The best coaching conversations that I have are where the client increases his or her own self-awareness. Self-awareness leads to the ability to monitor our emotions and thoughts from moment to moment. It is key to understanding ourselves better, being at peace with who we are and proactively managing our thoughts, emotions and behaviors. In a study conducted by Cornell University examining 72 executives and public and private companies with revenues from $50 million to $5 billion, it was found that a high self-awareness score was the strongest predicator of overall success. Reflection is a powerful exercise. One of my favorite reflection exercise is the movie theater concept. For this concept to work, you must imagine that you are sitting in the audience watching your story unfold on the big screen in front of you. What do you feel by watching the conflict as an observer and not participant? What reflections of yourself, your values or your actions did you notice?

Step 3: Action. During conflict, it’s natural to react to the situation. But by using the first two steps – pause and reflect – we allow ourselves a chance to regain control over our impulses and become more self-aware. Now that we have paused, regained control over our words and actions and examined our perspective and those of others, the next step in overcoming conflict is action.

We are now ready to take specific action towards a specific outcome we desire. We may only have one choice of action that we can take, but more often than not, we actually have a variety of action steps that we could take to lead to the desired outcome. Having choice and options empowers us to overcome conflict in a way that we would not have without first pausing and reflecting.

Step 4: You. You can’t control someone else’s actions. To be successful, it’s important to hold the reins of our own personal achievement. The outcomes you set are for you and controlled by you. No one else is responsible for the success or lack of it.

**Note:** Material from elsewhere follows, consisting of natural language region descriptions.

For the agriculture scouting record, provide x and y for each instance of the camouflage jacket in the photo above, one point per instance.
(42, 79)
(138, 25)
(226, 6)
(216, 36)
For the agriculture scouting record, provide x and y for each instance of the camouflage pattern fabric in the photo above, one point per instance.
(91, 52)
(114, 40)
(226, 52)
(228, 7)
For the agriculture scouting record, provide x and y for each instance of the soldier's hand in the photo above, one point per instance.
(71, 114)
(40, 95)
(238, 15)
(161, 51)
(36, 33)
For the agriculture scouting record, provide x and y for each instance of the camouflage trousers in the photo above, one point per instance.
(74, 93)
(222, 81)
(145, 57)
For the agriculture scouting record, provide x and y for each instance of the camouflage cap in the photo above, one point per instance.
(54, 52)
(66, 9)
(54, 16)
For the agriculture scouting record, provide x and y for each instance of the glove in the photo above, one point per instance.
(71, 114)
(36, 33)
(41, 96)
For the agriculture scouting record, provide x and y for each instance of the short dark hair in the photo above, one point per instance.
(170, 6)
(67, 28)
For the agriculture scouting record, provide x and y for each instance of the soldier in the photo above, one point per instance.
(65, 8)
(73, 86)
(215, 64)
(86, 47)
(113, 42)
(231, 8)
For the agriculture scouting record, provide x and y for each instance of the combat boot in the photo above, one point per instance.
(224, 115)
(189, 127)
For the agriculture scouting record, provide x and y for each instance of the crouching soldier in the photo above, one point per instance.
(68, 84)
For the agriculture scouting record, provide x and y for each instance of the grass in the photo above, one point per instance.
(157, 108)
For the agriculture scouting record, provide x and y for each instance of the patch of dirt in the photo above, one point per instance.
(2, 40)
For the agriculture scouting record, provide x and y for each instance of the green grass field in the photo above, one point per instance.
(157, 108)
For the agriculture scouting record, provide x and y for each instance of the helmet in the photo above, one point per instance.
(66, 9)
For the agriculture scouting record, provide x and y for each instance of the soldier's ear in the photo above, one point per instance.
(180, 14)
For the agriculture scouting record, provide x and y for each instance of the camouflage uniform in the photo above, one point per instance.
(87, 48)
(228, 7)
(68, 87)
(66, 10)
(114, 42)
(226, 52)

We all will encounter conflict. The next time you experience conflict, remember to PRAY (Pause, Reflect, Action and You) to grow, develop and challenge what you believe to be true. Of course, we are not perfect. We still may do something that we later regret, look only at our needs and use excuses not to take action. However, be quick to apologize and forgive and to move past with a resolution to understand and to be understood.

Early on during conflict, I was quite sure that I was right until I took the time to think about how I thought, and realized that I wasn’t. I could hold on to my values or use the conflict to grow into something better. I choose to grow. And I hope you will choose to grow as well.